Mais le feeling, cette gestuelle du graff, ne peut guère se séparer de son emplacement: «Faire des murs», comme le dit Echo, l'un des graffeurs du mythique terrain vague de Stalingrad et plus récemment des puces de Montreuil. Expérience collective où on s'allie avec des groupes, où on fait ses preuves, où on respecte les «lois non parlées du graffiti». Ce rapport avec les autres est important, y compris dans l'exercice d'admiration: pour Echo, ses préférences vont à «Jayone et Mode 2». Pour le vétéran Sharp: «Le plus compatible avec les galeries: Crash. Le plus significatif, inventif, c'est Mode 2. Le «plus agressif sur les murs, c'est Loomit». La maîtrise des caps (les embouts, de taille différente, de la bombe aérosol) s'est élargie à d'autres techniques (par exemple, l'aérographe en Californie). Et la terminologie des styles est devenue inépuisable, entre l'old school (créée par Crash et Phase 2 à New York) et la new, les lettrages wild style (décomposition des lettres en flèches et angles aigus), bubble (lettre bulle, renflée), 3D (effet de bas-relief), les lettres-blocs (carrées, couvrant tout l'espace), rapides ou hyperrapides, les characters (personnages) ou enfin, dans le cas du free style, les paysages imaginaires. Ces écoles n'ont pas de codification écrite, sauf le book, journal de bord où le graffeur garde trace photographique et maquettes de ses morceaux de bravoure.
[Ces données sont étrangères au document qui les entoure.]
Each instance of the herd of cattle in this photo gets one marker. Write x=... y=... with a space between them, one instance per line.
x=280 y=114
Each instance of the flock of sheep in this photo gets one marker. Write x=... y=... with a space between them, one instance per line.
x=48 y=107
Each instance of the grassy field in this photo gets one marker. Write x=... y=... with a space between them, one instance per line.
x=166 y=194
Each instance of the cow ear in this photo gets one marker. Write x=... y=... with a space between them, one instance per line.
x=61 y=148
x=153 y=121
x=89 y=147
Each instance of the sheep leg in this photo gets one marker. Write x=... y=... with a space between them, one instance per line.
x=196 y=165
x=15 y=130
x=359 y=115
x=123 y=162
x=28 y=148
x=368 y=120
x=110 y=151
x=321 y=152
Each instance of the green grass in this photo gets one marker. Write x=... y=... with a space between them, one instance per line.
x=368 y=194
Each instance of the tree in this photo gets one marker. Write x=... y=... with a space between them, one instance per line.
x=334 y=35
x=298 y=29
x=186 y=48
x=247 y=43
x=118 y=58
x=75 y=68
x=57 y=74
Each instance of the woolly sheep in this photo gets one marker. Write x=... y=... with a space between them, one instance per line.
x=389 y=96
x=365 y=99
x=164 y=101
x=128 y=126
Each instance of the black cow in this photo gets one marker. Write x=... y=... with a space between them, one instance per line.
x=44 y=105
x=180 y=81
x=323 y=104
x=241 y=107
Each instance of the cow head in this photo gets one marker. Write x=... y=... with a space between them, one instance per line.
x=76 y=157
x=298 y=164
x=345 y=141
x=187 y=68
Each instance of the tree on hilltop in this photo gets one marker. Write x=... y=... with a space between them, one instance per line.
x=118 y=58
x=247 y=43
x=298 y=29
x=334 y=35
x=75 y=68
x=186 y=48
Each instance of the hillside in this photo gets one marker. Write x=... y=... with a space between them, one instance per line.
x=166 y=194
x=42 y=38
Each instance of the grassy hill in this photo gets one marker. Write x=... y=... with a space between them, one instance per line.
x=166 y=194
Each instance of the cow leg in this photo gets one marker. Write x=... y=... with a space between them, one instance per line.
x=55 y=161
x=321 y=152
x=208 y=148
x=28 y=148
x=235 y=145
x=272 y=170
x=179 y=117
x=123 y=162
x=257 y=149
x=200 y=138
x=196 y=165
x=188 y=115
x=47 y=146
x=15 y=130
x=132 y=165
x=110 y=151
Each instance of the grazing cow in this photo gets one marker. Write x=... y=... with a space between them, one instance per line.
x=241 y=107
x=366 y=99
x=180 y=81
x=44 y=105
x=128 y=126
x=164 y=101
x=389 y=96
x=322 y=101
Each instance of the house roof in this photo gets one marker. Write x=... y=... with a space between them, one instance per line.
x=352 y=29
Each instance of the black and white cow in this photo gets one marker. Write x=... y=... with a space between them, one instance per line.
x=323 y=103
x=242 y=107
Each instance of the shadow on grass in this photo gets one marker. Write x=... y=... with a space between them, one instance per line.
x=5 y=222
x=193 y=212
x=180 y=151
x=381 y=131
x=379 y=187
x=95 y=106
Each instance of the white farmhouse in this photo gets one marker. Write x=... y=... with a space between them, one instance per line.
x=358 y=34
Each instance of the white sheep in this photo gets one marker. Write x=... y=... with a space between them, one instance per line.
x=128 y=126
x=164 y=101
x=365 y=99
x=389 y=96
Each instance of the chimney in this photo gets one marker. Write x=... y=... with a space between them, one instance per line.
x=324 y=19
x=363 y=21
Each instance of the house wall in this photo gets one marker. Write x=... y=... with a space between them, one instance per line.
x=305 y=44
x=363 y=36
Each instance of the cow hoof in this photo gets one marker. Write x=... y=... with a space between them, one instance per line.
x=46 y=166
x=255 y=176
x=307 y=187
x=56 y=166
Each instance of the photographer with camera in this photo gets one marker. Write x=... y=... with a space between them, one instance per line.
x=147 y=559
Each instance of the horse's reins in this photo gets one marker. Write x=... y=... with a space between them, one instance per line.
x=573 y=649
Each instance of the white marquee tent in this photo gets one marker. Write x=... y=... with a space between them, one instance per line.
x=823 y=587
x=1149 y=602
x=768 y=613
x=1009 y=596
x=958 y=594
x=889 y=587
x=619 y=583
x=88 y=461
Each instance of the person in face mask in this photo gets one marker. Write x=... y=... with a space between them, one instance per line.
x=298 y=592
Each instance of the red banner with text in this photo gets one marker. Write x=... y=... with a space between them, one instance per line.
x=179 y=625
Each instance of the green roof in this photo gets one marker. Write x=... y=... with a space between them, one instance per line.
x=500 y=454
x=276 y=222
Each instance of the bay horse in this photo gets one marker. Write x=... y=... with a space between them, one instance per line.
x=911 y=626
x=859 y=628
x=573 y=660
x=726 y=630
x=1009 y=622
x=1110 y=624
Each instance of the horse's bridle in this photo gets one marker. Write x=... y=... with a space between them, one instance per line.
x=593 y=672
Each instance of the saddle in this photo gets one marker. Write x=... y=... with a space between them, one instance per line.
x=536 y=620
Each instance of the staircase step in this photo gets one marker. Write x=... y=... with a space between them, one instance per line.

La plupart des graffeurs se reconnaissent, sinon dans la notion de culture hip-hop, du moins dans un ensemble plus vaste que le posse ou le groupe, la Zulu Nation ou les B. Boys. Même si chacun a son idée sur la musique qu'il écoute. «Moi, j'écoute du rap, mais je dois dire qu'il y a de grands artistes blancs qui fonctionnent plutôt au hard-rock», précise Sharp. De même, ils ne sont pas vraiment d'accord sur la congruence entre danseurs, rappeurs, et graffeurs. Pour Sharp: «Au début, la culture hip-hop était un tout, moi par exemple je faisais un peu de break danse et je peignais, maintenant il y a un divorce entre l'industrie musicale et les plasticiens qui servent de fond aux vidéos des rappeurs.» Idem pour Echo et Mode 2: «Les rappers français ne font pas grand-chose avec nous. On est des bouche-trous.» Cette inégalité entre secteurs, reléguant le graff au réseau des fanzines, à quelques musées certes (Groningue, Budapest), mais surtout au souterrain de l'esthétique, peut-elle s'expliquer?

Le graff, en France, a été l'objet d'une maladresse radicale lorsque, dans les années 80, un label ministériel est venu authentifier un art dont les préoccupations étaient supposées proches de la jeunesse dite «des banlieues» et entrer ainsi dans le cadre de la politique gouvernementale d'intégration... d'où sa méconnaissance. Il faut sans doute se déplacer vers les Etats-Unis pour voir un philosophe en béton, Richard Shusterman (4), spécialiste du pragmatisme, s'intéresser au hip-hop, au rap et pourquoi pas au graff, c'est-à-dire à «la reconnaissance de mondes multiples (de l'art) à travers la reconnaissance de la validité d'une pluralité de points de vue». Art du geste, de la répétition, le graff répondrait à la question contemporaine qui n'est plus «qu'est-ce que l'art?» mais «quand y a-t-il art?»: tout un programme.

(1) «Hip Hop dixit, du mouv' au musée», exposition sous l'égide du ministre de la Culture à l'écomusée de Fresnes (1991), modifiée au musée des Monuments français et intitulée «Graffiti art: artistes américains et français, 1981-91» (1991-92) (2) Laiterie, jusqu'à fin mai.

(3) Exposition (avec Futura 2000) chez Agnès B. (4) De Shusterman, lire«l'Art à l'état vif: la pensée pragmatiste et l'esthétique populaire», Paris Minuit, 1991.